Nurture Your Relationship
In terms of your relationship, infertility can place a heavy toll on it. It’s easy to vent at your partner especially when you’re the one undergoing the physically harrowing procedures involved in IVF. I have to be honest and admit that I lashed out at my partner a couple of times. I know it was a challenge for my husband to see me under emotional and physical stress and he tried his best to support me. It seemed that our lives just revolved around trying to get pregnant and it was sapping us of joy and slowly eroding our relationship. I could tell we were drifting apart.
On one occasion when it got all too hard after yet another negative result, my husband and I visited Coffs Harbour where we headed off in different directions at the beach to have some time by ourselves. I remember sitting on Mooney Mooney beach bawling my eyes out, just so tired and beaten down. We later reunited that afternoon and by mutual agreement, didn’t discuss anything to do with conceiving for the rest of the holiday. After that trip, we decided to organise some “date nights” and fun weekends away to bring some normalcy back into our relationship.
Know When To Stop
After such a journeys of ups and downs, I made a difficult decision that the July 2009 IVF cycle would be our last. I just didn’t have the physical or mental strength to keep going. I was so over being injected with hormones, endless blood tests and multiple ultrasounds.
I prepared myself as best as I could for a negative result, aware that it would mean the end of our dream to have a baby together.
In order to deal with the potential soul-crushing conclusion to our IVF journey, I instead put my energy into planning a trip to Japan in the event that we received a negative result. I spent days working out an itinerary and researching flights just to avoid thinking about how devastated I would feel if our dream of having a baby couldn’t happen. A trip to Japan seemed like a worthy consolation prize and hopefully would stop me from spiralling further into depression.
So it was shock, elation and overwhelming happiness when we received a positive result and nine months later, our little girl arrived.
Although my story has an eventual happy ending, it was a tumultuous journey of tears, disappointment and setbacks. I just wanted to share my experiences so that it might help other readers who are facing infertility issues.
Did you have problems conceiving? What helped for you?
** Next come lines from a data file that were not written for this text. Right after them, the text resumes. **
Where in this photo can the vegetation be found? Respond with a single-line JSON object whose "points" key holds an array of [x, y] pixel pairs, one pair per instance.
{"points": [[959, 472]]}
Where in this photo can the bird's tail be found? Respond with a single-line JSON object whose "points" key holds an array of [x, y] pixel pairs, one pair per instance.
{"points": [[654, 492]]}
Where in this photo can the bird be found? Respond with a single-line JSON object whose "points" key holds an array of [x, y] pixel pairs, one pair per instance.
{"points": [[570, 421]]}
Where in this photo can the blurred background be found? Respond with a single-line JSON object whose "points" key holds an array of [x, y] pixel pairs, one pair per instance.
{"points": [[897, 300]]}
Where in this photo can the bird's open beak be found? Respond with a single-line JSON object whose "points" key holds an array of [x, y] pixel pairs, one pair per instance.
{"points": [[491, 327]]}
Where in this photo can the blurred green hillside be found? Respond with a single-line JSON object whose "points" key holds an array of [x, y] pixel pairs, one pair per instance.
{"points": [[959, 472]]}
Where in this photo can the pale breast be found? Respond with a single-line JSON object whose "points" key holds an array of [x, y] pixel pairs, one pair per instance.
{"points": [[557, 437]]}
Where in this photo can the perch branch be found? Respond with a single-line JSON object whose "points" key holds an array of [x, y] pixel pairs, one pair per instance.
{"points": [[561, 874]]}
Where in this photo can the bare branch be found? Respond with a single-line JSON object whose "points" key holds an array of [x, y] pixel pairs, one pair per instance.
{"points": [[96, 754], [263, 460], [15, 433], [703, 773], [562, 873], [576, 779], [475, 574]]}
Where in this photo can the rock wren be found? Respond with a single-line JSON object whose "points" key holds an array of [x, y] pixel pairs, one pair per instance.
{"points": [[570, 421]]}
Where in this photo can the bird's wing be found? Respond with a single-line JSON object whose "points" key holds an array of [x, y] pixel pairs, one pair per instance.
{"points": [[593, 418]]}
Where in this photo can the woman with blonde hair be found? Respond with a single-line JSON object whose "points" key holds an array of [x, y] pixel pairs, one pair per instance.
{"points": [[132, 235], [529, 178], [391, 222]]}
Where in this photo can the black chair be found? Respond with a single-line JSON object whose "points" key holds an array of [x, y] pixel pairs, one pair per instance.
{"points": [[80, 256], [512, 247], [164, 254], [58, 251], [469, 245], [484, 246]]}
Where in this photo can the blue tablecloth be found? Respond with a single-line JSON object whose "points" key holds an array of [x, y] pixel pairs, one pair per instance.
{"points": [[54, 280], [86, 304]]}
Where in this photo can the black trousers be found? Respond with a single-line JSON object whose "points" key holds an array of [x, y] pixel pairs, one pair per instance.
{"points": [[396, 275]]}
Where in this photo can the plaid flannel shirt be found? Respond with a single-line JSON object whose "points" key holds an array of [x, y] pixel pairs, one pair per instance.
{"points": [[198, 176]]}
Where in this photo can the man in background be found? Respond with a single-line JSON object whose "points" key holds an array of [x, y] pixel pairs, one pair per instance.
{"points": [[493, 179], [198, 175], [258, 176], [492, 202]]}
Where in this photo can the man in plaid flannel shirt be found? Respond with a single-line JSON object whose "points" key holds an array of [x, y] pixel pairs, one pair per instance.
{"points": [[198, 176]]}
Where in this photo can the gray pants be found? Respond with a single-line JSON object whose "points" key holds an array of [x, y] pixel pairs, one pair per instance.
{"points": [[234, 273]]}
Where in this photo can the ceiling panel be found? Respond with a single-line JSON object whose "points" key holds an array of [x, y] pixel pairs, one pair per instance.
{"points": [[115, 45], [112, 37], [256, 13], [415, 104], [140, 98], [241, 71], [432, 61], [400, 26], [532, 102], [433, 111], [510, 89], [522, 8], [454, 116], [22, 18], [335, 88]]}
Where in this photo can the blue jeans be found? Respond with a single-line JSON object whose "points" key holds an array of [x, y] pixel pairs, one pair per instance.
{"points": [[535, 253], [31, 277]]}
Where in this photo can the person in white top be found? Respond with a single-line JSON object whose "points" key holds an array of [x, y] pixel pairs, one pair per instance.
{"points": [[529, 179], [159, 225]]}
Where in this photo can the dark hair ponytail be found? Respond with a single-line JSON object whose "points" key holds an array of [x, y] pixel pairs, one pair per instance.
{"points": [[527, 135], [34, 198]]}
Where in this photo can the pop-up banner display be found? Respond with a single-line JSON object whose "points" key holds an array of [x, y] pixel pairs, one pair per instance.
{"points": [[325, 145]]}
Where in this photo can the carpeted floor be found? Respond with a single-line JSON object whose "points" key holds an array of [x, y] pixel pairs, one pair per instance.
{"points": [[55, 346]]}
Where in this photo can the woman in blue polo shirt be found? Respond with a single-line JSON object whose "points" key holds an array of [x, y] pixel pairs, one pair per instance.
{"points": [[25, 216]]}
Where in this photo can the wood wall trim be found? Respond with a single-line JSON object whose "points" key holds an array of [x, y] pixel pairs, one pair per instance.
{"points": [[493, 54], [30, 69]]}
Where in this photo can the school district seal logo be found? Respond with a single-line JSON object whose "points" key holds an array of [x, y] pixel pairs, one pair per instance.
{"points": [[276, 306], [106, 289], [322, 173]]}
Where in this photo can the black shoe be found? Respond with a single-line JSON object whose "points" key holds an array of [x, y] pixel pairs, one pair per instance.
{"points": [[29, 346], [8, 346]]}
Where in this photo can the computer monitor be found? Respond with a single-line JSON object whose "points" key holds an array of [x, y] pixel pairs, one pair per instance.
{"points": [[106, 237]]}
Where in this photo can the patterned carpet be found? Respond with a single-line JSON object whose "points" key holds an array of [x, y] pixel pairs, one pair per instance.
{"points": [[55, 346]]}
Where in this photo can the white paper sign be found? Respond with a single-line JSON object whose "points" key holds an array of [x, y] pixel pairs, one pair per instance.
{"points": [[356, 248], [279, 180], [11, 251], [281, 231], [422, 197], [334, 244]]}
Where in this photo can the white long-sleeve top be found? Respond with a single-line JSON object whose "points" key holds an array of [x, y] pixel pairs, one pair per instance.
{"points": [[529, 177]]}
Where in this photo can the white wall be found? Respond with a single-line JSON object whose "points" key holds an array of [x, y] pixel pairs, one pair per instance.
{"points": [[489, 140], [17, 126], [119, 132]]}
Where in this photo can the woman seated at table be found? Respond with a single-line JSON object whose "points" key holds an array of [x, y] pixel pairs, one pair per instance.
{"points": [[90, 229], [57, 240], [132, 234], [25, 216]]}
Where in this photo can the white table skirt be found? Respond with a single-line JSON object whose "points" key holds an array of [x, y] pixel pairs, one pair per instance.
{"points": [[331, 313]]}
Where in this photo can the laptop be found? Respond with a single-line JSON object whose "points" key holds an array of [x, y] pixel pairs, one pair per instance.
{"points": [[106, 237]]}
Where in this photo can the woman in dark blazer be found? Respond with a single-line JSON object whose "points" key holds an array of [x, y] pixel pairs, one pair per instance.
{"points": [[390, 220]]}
It seemed that getting me pregnant was a global affair. So desperate was my family to help me achieve my dream of having a child, they enlisted extra help. My mother-in-law arranged for her Irish cousin’s church congregation in Dublin to pray for me. This was a lovely gesture organised by Michael and Gertie especially considering I’m not Catholic.
Meanwhile, on the other side of the world, unbeknownst to me, my mother decided to do a traditional fertility ritual on my behalf. She was visiting India and had heard about a village in Punjab that was renowned for its fertility tree, a massive tree in which visitors tied baby cradles to its branches. According to legend, this offering would result in conception of a baby. So guess whose mum tied a cradle to the tree? But as she points out, her granddaughter was conceived the following year.
I have to be honest and mention that I also did my own offerings as well even though I’m not at all religious. The year before we embarked on IVF, I burnt my fair share of joss sticks at Buddhist temples in Southeast Asia praying for fertility success. It seems that these prayers worked by providing much-needed hope.
As a tribute to these efforts, my daughter ended up with an Indian first name and an Irish middle name.